At a glance
Denials of healthcare claims continue to increase. Discover how AI and automation can help healthcare providers prevent denials, improve clean claims rates, and accelerate reimbursements.

Key takeaways:
- During the last 12 months, 25% or suppliers reported higher denial rates.
- Incomplete or incorrect patient registration information, inaccurate claims data, and authorization issues are the main triggers for denial.
- AI-powered solutions like Patient Access Curator™ (PAC) and AI™ Advantage can help healthcare organizations improve the accuracy of initial data and predict and prevent potential claims problems before claims are submitted.
Healthcare claim denials continue to be a significant challenge for healthcare revenue cycle leaders. More than four out of ten suppliers They say at least 10% of claims are denied, according to data from Experian Health. As a result, providers are reconsidering how to leverage AI and automation to reduce denial rates throughout the revenue cycle.
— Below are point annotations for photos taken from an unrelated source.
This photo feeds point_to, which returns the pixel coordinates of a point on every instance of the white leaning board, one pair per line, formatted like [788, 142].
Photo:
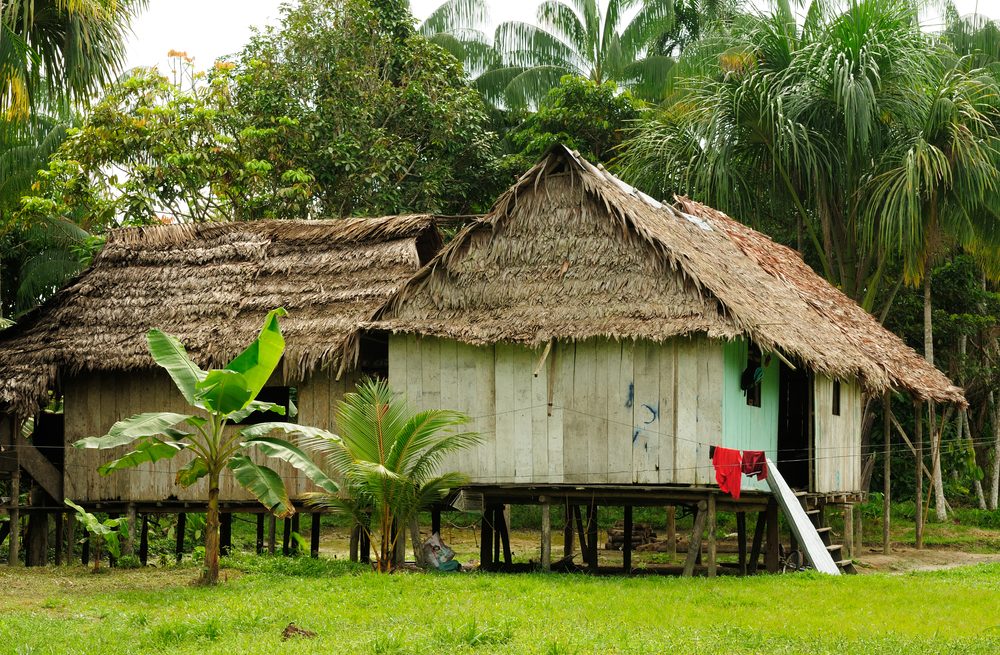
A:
[805, 532]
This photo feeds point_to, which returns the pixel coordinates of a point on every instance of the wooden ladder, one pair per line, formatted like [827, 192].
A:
[836, 550]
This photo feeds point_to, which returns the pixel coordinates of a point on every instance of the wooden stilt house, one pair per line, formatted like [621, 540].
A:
[602, 341]
[210, 285]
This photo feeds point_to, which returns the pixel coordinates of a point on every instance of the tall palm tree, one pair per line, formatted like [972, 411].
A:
[60, 50]
[575, 38]
[387, 459]
[458, 26]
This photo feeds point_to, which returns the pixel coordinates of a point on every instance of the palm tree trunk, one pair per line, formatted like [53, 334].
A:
[210, 574]
[939, 501]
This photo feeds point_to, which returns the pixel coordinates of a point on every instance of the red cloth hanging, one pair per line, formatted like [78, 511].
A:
[755, 463]
[728, 465]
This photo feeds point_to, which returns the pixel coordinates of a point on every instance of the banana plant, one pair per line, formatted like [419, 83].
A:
[222, 397]
[101, 532]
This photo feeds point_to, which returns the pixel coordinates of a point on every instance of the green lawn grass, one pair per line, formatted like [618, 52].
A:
[68, 610]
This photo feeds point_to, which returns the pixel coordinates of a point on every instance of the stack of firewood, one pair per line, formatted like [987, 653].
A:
[642, 533]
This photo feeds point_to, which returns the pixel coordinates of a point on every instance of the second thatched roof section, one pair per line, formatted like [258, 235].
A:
[571, 252]
[211, 285]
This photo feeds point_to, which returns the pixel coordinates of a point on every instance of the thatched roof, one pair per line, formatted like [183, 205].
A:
[571, 252]
[211, 285]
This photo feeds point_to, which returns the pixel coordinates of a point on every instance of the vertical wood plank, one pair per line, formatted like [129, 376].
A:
[524, 362]
[505, 408]
[620, 400]
[668, 411]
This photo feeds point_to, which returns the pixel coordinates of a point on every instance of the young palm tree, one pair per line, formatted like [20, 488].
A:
[387, 458]
[575, 38]
[62, 50]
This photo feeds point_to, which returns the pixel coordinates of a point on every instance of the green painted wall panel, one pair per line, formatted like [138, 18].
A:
[744, 426]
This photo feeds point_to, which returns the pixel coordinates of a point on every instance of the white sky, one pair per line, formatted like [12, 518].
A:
[209, 29]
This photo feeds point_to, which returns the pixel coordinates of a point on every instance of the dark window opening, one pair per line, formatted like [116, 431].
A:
[752, 376]
[283, 396]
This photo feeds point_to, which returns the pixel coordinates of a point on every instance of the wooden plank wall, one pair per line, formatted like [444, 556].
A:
[838, 438]
[94, 401]
[595, 411]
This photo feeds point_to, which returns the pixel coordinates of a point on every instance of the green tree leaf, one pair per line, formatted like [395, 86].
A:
[263, 483]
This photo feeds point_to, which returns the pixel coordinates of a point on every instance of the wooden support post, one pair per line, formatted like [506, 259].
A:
[70, 535]
[225, 533]
[294, 543]
[694, 544]
[179, 543]
[314, 528]
[627, 543]
[672, 532]
[355, 543]
[58, 516]
[504, 536]
[568, 532]
[771, 556]
[144, 540]
[758, 541]
[741, 542]
[132, 518]
[13, 554]
[592, 537]
[495, 521]
[711, 536]
[436, 520]
[887, 473]
[546, 550]
[918, 439]
[415, 543]
[848, 532]
[366, 545]
[486, 539]
[858, 531]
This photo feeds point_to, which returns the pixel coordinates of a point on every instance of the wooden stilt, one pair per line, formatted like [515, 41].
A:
[918, 442]
[771, 555]
[758, 541]
[179, 541]
[355, 544]
[694, 544]
[58, 516]
[886, 472]
[627, 545]
[70, 535]
[672, 532]
[132, 517]
[848, 532]
[294, 543]
[144, 540]
[568, 532]
[711, 536]
[592, 537]
[314, 528]
[225, 533]
[436, 519]
[741, 542]
[486, 540]
[13, 553]
[546, 549]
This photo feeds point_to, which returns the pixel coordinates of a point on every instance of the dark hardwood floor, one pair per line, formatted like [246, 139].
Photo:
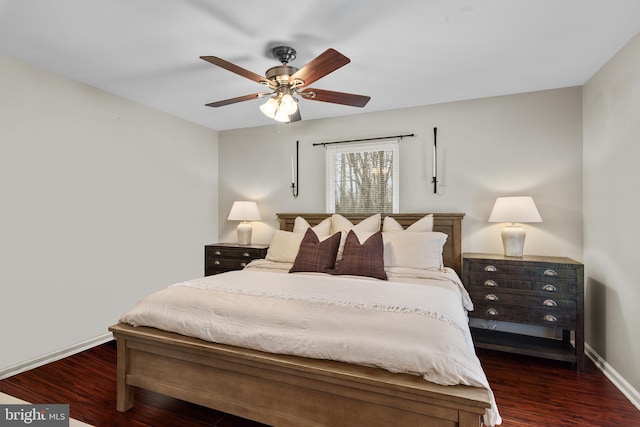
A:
[529, 392]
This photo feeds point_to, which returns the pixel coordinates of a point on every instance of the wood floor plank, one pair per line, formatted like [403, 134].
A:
[529, 392]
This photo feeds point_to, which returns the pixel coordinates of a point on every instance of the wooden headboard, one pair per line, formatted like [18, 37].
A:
[448, 223]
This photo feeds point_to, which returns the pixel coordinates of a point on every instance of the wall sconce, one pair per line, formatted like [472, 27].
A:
[514, 210]
[244, 211]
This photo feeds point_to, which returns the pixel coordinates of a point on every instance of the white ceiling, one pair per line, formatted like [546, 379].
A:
[403, 52]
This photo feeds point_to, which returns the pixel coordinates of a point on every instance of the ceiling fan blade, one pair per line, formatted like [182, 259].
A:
[238, 99]
[295, 117]
[234, 68]
[335, 97]
[323, 64]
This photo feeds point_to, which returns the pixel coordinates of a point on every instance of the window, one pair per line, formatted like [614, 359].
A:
[363, 178]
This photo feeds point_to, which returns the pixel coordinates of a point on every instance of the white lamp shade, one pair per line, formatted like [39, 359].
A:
[244, 211]
[515, 209]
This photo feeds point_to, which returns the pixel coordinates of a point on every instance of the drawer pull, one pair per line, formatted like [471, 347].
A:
[492, 312]
[491, 283]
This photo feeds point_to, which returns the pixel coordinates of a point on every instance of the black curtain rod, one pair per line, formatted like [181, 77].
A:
[363, 139]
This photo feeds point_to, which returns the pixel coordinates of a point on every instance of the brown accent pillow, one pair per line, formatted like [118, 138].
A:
[315, 255]
[366, 259]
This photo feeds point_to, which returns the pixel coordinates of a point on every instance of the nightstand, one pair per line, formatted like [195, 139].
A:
[221, 257]
[533, 290]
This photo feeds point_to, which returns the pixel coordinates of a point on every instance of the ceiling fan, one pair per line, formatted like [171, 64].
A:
[287, 82]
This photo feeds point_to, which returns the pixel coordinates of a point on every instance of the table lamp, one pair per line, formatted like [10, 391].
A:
[514, 210]
[244, 211]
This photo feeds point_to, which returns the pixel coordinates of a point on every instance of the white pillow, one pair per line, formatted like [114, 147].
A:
[284, 246]
[364, 229]
[413, 250]
[423, 224]
[300, 225]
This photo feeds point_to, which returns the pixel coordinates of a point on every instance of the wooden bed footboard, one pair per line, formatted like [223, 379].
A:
[282, 390]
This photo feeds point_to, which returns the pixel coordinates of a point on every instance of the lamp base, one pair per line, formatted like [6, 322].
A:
[513, 240]
[244, 231]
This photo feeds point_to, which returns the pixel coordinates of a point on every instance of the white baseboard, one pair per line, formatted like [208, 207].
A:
[56, 355]
[627, 389]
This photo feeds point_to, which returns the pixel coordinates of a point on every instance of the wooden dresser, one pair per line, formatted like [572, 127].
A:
[533, 290]
[221, 257]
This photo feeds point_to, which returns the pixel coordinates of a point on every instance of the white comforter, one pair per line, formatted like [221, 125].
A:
[414, 323]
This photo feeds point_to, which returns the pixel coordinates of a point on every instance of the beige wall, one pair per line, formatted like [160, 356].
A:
[103, 201]
[527, 144]
[611, 200]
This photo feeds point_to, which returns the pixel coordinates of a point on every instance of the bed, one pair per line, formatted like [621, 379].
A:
[293, 390]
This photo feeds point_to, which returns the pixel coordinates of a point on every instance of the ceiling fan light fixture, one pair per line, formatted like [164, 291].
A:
[270, 107]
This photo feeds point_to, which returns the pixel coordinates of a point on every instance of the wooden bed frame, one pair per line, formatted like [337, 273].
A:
[282, 390]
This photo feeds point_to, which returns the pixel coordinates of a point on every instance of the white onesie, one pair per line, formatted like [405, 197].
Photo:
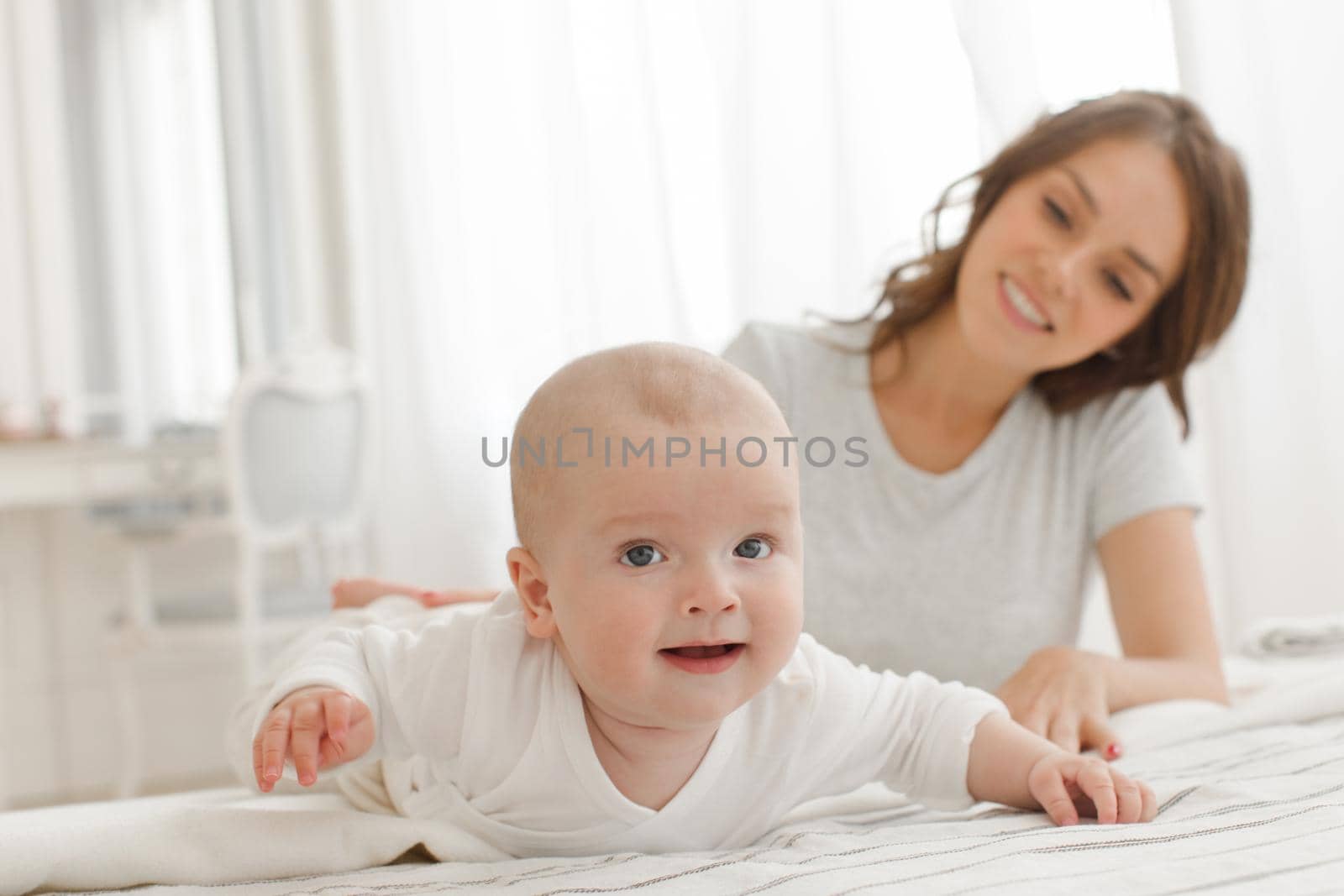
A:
[481, 726]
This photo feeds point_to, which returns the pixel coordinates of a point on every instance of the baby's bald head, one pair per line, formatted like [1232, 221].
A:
[612, 391]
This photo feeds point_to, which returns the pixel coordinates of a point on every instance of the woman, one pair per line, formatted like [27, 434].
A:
[1005, 389]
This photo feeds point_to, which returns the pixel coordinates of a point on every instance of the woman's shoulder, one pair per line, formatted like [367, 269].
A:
[1122, 410]
[776, 338]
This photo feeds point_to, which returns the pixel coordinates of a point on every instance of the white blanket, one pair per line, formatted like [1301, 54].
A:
[1252, 799]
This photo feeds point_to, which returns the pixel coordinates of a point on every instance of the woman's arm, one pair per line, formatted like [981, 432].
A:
[1160, 607]
[1162, 613]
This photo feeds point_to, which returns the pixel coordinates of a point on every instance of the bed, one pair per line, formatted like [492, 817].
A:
[1252, 799]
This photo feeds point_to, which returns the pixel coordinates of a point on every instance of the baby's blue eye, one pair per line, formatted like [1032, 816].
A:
[753, 550]
[642, 555]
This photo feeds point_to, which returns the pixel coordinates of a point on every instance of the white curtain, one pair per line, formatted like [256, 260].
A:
[534, 179]
[1269, 405]
[116, 298]
[39, 340]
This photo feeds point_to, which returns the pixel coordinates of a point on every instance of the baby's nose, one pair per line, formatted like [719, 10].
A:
[716, 600]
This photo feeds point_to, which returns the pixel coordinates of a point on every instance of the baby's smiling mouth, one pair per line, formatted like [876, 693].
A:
[703, 651]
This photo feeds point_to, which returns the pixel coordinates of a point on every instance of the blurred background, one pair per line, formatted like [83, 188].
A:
[401, 217]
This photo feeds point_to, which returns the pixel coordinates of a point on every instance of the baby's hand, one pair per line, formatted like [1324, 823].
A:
[1068, 785]
[318, 728]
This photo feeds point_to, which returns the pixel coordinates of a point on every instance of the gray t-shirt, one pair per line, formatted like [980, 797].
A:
[961, 574]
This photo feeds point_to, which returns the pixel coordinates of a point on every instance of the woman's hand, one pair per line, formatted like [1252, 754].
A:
[1062, 694]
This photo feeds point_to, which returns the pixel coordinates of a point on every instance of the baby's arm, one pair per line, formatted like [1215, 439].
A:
[316, 727]
[1010, 765]
[365, 692]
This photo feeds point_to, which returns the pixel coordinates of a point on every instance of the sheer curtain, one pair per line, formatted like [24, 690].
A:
[1269, 405]
[531, 181]
[116, 298]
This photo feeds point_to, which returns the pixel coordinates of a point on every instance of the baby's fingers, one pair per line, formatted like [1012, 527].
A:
[269, 748]
[1129, 799]
[1097, 785]
[336, 705]
[308, 728]
[1047, 786]
[1149, 810]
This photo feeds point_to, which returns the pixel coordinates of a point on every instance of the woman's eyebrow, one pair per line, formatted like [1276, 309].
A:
[1092, 203]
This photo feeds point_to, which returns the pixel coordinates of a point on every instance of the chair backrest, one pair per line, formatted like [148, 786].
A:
[296, 445]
Improving the accuracy of initial data is a top priority for many providers. Still, they also see opportunities to use technology to better predict denials before they occur and streamline claims management processes.
Why are health care claims denied?
Even small errors in claims submission can lead to denials. Nearly 70% of providers say submitting clean claims is more difficult than a year ago, and 54% report an increase in claims errors, according to Experian Health. 2025 Claims Status Report.
Some common reasons for healthcare claims being denied include:
- Missing patient information: Incomplete or incorrect patient data collected in registration triggers 32% of claim denialsaccording to Experian Health’s latest claims status report.
- Inaccurate insurance data: Outdated patient insurance information, lack of coverage, or errors made when entering insurance data during registration can result in rejected or denied claims.
- Eligibility check errors: Errors during manual eligibility checks or incomplete verification of insurance eligibility are common causes of denials.
- Prior authorization issues: 35% of claim denials They are triggered when prior authorizations are not obtained or prior authorization requirements are not fully met prior to claims submission.
- Coding inaccuracies: Missing medical billing codes and coding errors represent 24% of denials. Nearly half of providers say coding errors are one of the top three most avoidable claims errors in Experian Health’s latest report. Survey on claims denial management.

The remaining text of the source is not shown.